Hemos visto que en la inmensa mayoría
de los lugares que tienen fiestas de moros y cristianos, incluida la
provincia de Cuenca, intervienen varios personajes en la representación,
al modo de las antiguas comedias.
En los pocos casos en que los protagonistas son
solamente un moro y un cristiano, o están escritos en prosa
(Trujillo, en Honduras), o el texto es mucho más corto (A Cañiza
y Laza, en Orense), o se reduce a la Conversión, o es incompleto
como en Caravaca (Murcia).
Por eso es más llamativo el caso de Valverde
de Júcar (dejo al margen el caso de Valera de Abajo por su posible
origen valverdeño), donde todo el largo parlamento en verso es
recitado únicamente por dos protagonistas, los generales moro
y cristiano.
Podemos afirmar que nos encontramos ante un hecho
extraordinario, no sólo por la belleza de sus textos, sino por su
sorprendente abundancia ya que existen tres parlamentos redactados en épocas
distintas.

En el año 1.983 se publican por vez primera los
tradicionales
Dichos del Credo, atractiva tarea de recuperación
del patrimonio cultural valverdeño que
ONZENERO
se había impuesto cuando en 1.977 comienza la
edición de su revista.
En 1930, un valverdeño, aunque nacido a
varios kilómetros, Julián Lara, conocedor del habla y
la cultura de sus convecinos, de sus sentimientos y tradiciones, y poseedor
de una gran sensibilidad literaria, elabora un texto emotivo y sencillo,
pero con la misma carga de religiosidad, patriotismo y amor al Santo Niño.

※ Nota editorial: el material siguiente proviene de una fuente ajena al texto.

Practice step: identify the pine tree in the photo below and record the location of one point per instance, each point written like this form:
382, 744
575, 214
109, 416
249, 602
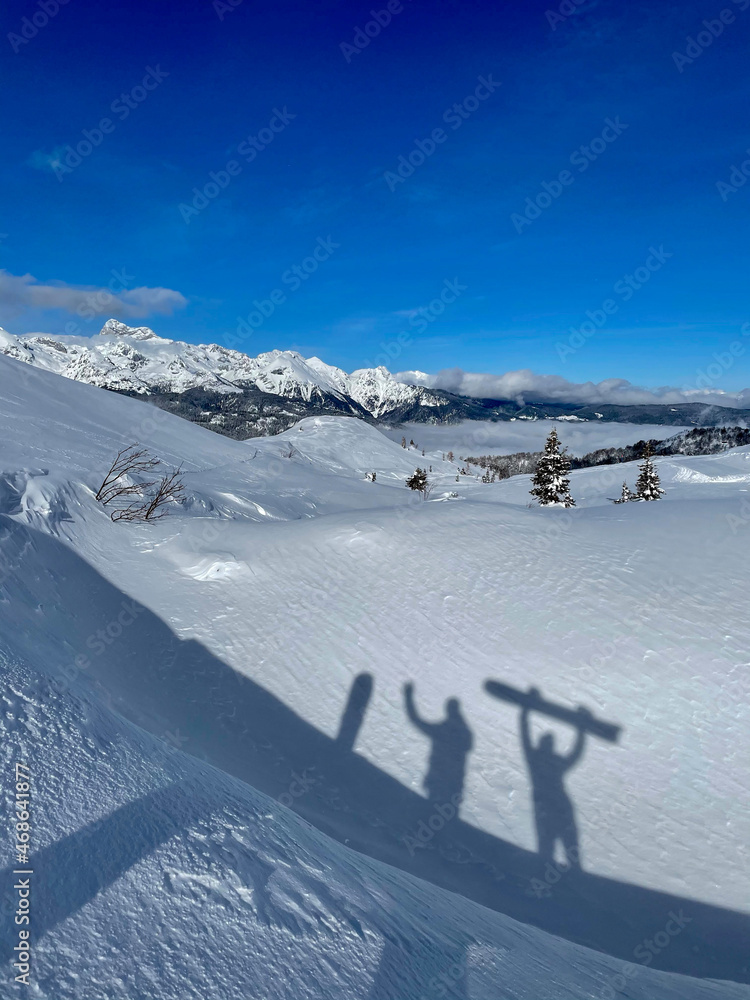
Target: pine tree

Ha sido representado en varias ocasiones, incorporándose así
a nuestro acervo cultural.
Pero es que, además, hemos recuperado otra composición
más antigua, que emocionó a nuestros antepasados
entonces y a nosotros ahora, de enorme fuerza dramática,
con bien medidos versos endecasílabos y octosílabos
de magnífica cadencia y ritmo, con un léxico
sonoro y al mismo tiempo preciso y musical, y con unos recursos
poéticos que despiertan y mantienen la atención
y la emoción en el espectador y en el lector.
Así pues, Julián Lara con
Queridísimos
soldados completaba una trilogía de
Dichos iniciada
hace varios siglos con
En este sitio ameno y delicioso y continuada
en el siglo XIX con los popularmente llamados del
Credo, los cuales
han llegado hasta nuestros días con todo el vigor y la frescura
con que fueron creados.
El orden de presentación de los textos es el siguiente:
1º.-
No sé qué presentimientos...
(Dichos del Credo)
2º.-
Queridísimos soldados.
3º.-
En este sitio ameno y delicioso.
La explicación es muy fácil. Las
últimas generaciones han considerado a los
Dichos del Credo
como los oficiales, eran los que había que representar, aunque
en algunas ocasiones se cediese el honor a los de Julián Lara.
Se puede decir que durante el siglo XX son los versos que se oyen en
nuestras calles el ocho de enero de cada año.
Dejamos para el final el más antiguo, que
ya había desaparecido de la memoria colectiva y que nos ha llegado
a nosotros en una copia manuscrita fechada en el año 1.912.